La mission bipartisane d'information et d'évaluation de l'opération militaire française en Afghanistan correspondait à une demande que j'avais formulée dès le printemps 2008, sachant combien la situation là-bas était difficile. L'embuscade d'Ouzbine ainsi que notre vote du 22 septembre décidant de maintenir nos forces sur ce théâtre ont finalement conduit à sa création. Depuis, les choses ont évolué, puisqu'à la suite de nos travaux et de la nomination de Richard Holbrooke comme représentant spécial des États-Unis pour l'Afghanistan et le Pakistan, le Président de la République a décidé de me confier des fonctions analogues pour la France. J'évoquerai donc les travaux que j'ai conduits pour le compte de la commission comme ceux menés en tant que représentant spécial.
L'engagement politique et militaire de la France est structuré par la lettre du Président de la République adressée en février 2008 aux chefs d'États et de gouvernements des pays membres de l'OTAN. Il y demandait la mise en oeuvre d'une autre politique en Afghanistan, qui se traduirait par la définition d'une stratégie « intégrée », comportant, à côté du volet sécuritaire, un volet gouvernance et surtout un volet développement économique. Cette demande a été satisfaite à l'occasion du sommet de l'OTAN, qui s'est tenu à Bucarest en avril 2008, par l'adoption d'une telle stratégie, confirmée par la communauté internationale lors de la conférence des donateurs organisée à Paris le mois de juin suivant à l'initiative de la France. Le ralliement aux vues françaises s'est trouvé conforté grâce au soutien de l'administration Obama élue en novembre 2008, puis en décembre lors de la conférence de La Celle Saint-Cloud, qui a concrétisé une dimension supplémentaire également voulue par la France : une approche régionale soulignant que pour traiter de la crise afghane il fallait également se préoccuper du Pakistan.

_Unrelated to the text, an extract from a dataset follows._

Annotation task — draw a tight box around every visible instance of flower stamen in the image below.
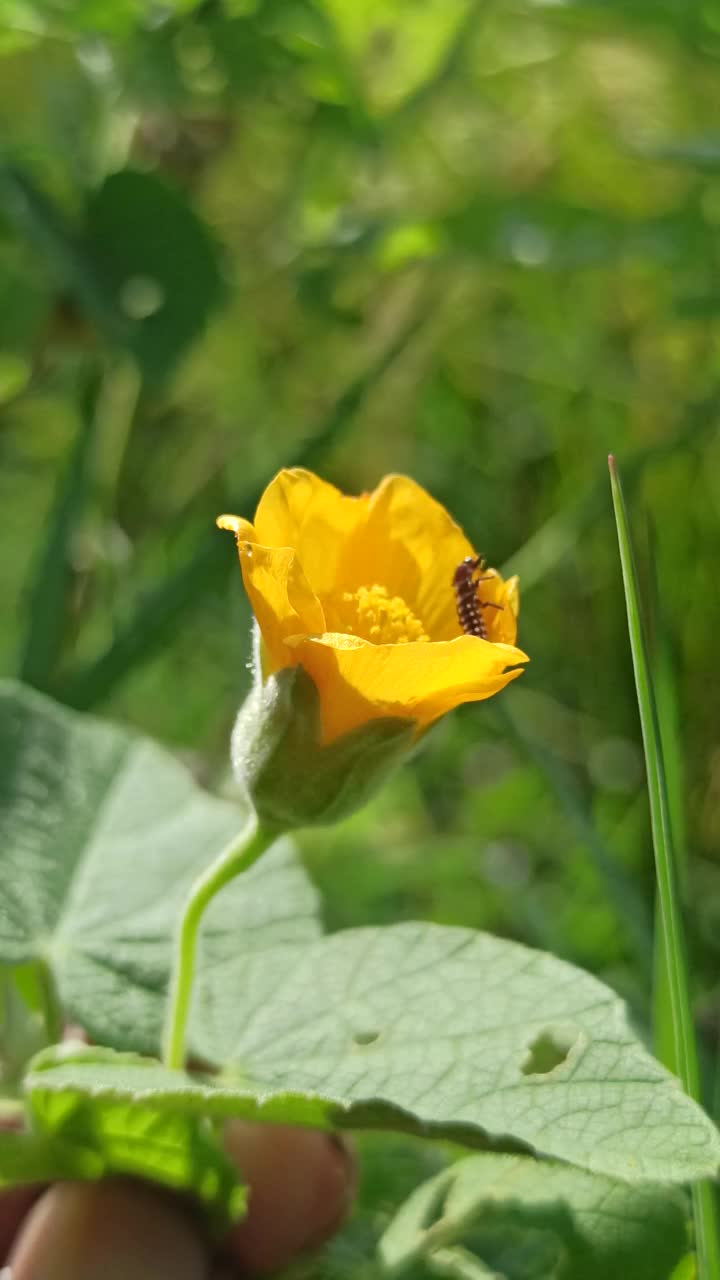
[325,582,429,644]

À la tête d'une mission interministérielle, directement inspirée par les travaux menés pour la commission de la défense, j'ai été chargé de conduire la remise à plat de la stratégie française en Afghanistan, de formuler toute proposition utile et de mettre en oeuvre, sur le terrain, une stratégie cohérente de développement économique et de soutien à la bonne gouvernance. Tranchant avec notre bureaucratie habituelle, cette cellule interministérielle rassemble au Quai d'Orsay une douzaine d'agents, parmi lesquels des diplomates, un gendarme, un représentant de l'état-major, un expert des questions de drogue et des experts du développement provenant du ministère de l'économie et des finances et de l'agence française de développement (AFD). Cette équipe, dans laquelle le ministère de l'agriculture doit encore détacher un agent, bénéficie également d'expertises extérieures. En outre, sur décision du Président de la République et grâce aux arbitrages du premier ministre, des moyens supplémentaires ont été débloqués. Cela permettra de mettre un terme à ce déséquilibre que mon collègue François Lamy et moi avions observé en octobre dernier dans notre précédent rapport entre un engagement militaire évalué à 200 millions d'euros annuellement et une action civile limitée à 11 millions d'euros, alors même que nous insistions sur le fait que l'issue à ce conflit serait d'abord politique et économique. De fait, l'effort civil français sera multiplié par quatre dès cette année. 25 millions d'euros supplémentaires ont été mobilisés pour des actions de développement en 2009, auxquels s'ajoutera une aide de 9 millions d'euros en vue de l'agrandissement de l'hôpital Mère-enfant de Kaboul, sans oublier le lancement, sur initiative française, de la formation d'une gendarmerie afghane. Plusieurs officiers précurseurs appartenant à notre gendarmerie sont déjà à Kaboul. Cette action coûtera 17 millions d'euros la première année, compte tenu des coûts d'acquisition de matériels. Au final, cela portera l'effort français en matière de gouvernance et de développement économique à environ 70 millions d'euros, ce qui nous rapprochera de la moyenne européenne, l'Allemagne, le Royaume-Uni ou les Pays-Bas consacrant quant à eux 200 millions d'euros par an à leur politique d'aide civile.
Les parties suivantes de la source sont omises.